The non-profit organization's executive director Clarence Ditlow said three tests indicate the vehicle is unsafe if hit from the rear, due to vulnerable gas tanks that have a history of leaking after a crash and bursting into flame.
The center, which was founded by consumer advocate Ralph Nader in 1970, has alerted the National Highway Traffic Safety Administration that "172 fatal fire crashes" occurred in Grand Cherokees from 1992 to 2008, The New York Times reported Wednesday.
In those crashes, 254 people died, the center said.
The center said it had sponsored tests that included a Ford Taurus striking the Jeep at about 50 mph. In another test, the Taurus struck the Jeep at about 40 mph.
In a separate test, a Taurus struck a 1995 Ford Explorer from the rear at 70 mph.

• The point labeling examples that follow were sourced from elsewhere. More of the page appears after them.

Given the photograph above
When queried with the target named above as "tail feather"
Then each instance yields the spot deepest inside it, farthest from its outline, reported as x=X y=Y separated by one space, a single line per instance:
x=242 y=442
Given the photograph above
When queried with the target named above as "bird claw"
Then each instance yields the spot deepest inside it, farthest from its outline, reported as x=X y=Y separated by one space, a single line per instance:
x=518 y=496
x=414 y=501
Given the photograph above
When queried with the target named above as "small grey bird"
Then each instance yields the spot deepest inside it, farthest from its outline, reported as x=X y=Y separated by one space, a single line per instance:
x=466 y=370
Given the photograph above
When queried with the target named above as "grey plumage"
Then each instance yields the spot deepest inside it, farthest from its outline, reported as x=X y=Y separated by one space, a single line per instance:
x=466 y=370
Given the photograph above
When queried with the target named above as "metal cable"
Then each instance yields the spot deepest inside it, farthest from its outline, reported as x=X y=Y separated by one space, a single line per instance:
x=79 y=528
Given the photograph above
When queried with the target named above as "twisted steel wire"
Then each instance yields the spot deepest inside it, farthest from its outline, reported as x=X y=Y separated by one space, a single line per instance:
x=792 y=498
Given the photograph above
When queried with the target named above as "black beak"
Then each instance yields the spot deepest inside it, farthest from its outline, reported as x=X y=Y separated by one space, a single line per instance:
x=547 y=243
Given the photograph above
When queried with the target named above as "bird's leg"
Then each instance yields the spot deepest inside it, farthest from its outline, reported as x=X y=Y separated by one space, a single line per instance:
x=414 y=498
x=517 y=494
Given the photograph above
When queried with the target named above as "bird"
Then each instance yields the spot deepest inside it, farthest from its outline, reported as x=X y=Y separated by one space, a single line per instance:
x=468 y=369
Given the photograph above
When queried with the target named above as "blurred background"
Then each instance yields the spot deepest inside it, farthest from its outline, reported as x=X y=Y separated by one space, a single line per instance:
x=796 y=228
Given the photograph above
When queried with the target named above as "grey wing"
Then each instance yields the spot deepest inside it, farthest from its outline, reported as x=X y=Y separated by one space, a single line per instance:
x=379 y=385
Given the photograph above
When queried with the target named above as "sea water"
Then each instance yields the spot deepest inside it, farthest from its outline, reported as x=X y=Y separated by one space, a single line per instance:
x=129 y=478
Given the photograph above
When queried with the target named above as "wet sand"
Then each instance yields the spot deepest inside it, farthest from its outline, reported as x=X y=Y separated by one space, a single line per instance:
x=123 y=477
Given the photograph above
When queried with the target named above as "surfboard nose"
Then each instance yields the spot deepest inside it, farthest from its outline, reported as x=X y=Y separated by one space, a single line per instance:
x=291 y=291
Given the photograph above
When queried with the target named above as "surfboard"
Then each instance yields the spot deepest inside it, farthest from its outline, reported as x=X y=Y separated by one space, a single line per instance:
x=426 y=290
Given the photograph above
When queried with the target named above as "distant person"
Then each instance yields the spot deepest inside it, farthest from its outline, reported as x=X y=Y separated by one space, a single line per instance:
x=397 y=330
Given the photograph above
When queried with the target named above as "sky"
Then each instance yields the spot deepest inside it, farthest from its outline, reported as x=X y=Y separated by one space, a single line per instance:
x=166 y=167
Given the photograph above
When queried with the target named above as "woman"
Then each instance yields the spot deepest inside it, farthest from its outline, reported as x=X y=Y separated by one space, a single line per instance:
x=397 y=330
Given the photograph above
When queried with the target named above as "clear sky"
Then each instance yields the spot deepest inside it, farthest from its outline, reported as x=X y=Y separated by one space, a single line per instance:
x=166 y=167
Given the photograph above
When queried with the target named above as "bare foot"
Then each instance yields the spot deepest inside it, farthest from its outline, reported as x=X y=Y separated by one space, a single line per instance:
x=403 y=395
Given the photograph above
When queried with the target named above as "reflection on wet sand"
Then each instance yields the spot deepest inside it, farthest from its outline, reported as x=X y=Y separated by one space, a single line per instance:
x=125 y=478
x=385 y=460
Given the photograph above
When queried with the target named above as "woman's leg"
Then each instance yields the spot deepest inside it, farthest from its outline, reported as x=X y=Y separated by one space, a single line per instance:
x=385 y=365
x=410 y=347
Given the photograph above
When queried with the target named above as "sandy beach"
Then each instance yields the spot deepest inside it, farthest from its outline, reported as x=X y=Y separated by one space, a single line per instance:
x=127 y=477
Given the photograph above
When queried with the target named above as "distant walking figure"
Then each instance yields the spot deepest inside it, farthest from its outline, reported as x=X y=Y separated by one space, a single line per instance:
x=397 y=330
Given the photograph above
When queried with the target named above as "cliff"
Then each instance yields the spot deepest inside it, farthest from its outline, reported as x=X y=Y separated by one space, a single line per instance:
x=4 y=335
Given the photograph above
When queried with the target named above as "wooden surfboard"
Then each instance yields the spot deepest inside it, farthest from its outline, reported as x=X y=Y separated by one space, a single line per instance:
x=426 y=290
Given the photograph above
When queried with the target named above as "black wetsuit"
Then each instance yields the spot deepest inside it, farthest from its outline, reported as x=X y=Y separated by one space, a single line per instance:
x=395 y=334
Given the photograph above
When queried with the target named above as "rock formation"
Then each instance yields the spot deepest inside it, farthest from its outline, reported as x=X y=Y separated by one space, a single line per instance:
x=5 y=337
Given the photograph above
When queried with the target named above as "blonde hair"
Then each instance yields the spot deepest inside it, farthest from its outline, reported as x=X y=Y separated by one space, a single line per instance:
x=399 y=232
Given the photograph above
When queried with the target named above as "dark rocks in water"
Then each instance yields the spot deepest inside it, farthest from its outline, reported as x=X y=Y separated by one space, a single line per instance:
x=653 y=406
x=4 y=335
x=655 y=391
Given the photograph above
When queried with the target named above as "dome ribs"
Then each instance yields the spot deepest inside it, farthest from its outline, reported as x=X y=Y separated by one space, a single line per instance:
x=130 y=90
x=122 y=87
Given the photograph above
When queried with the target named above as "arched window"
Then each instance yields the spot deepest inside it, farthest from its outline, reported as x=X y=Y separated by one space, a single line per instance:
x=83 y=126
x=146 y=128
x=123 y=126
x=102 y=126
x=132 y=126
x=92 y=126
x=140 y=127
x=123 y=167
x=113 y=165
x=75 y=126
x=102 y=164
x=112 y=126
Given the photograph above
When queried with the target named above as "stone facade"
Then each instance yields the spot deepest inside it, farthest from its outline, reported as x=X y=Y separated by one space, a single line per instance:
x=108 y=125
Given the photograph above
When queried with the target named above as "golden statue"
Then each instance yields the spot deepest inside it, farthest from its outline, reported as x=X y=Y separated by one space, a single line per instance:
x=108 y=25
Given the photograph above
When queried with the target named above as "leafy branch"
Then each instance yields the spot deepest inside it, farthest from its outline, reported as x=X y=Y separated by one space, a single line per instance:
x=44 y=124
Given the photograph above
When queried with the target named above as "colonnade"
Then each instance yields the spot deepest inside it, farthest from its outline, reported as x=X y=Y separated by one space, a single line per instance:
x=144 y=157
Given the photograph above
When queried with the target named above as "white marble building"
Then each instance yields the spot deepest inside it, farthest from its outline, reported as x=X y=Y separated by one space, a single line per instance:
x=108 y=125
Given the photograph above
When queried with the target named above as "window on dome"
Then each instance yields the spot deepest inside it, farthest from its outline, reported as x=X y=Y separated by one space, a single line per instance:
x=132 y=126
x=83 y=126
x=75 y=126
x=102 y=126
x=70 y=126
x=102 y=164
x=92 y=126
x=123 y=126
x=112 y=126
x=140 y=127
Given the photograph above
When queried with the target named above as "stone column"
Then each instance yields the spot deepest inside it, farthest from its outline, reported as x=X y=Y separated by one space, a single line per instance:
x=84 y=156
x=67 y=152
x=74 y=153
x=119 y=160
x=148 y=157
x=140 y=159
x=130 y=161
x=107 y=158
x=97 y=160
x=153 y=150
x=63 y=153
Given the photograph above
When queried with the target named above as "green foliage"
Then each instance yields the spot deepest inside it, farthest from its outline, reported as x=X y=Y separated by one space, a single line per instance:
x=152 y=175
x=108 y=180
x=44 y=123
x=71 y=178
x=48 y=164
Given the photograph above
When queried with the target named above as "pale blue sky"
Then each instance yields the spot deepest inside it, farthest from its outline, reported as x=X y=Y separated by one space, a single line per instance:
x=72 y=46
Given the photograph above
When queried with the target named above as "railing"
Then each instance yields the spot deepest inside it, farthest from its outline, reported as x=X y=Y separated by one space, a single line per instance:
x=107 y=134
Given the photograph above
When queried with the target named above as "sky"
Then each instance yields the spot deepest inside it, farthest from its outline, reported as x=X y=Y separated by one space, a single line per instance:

After that crash, there was no fuel leak, the center said.
Research group Experian Automotive said of about 3 million Grand Cherokees made in the years in question, 2.2 million are still registered.
Chrysler spokesman Michael Palese denied in an e-mail there was a problem with the gas tanks, explaining the tank was moved for model year 2005 vehicles due to a switch of where the spare tire would be stored, not for a safety issue.
As the tire was moved under the back of the car, the gas tank was moved to make room, he said.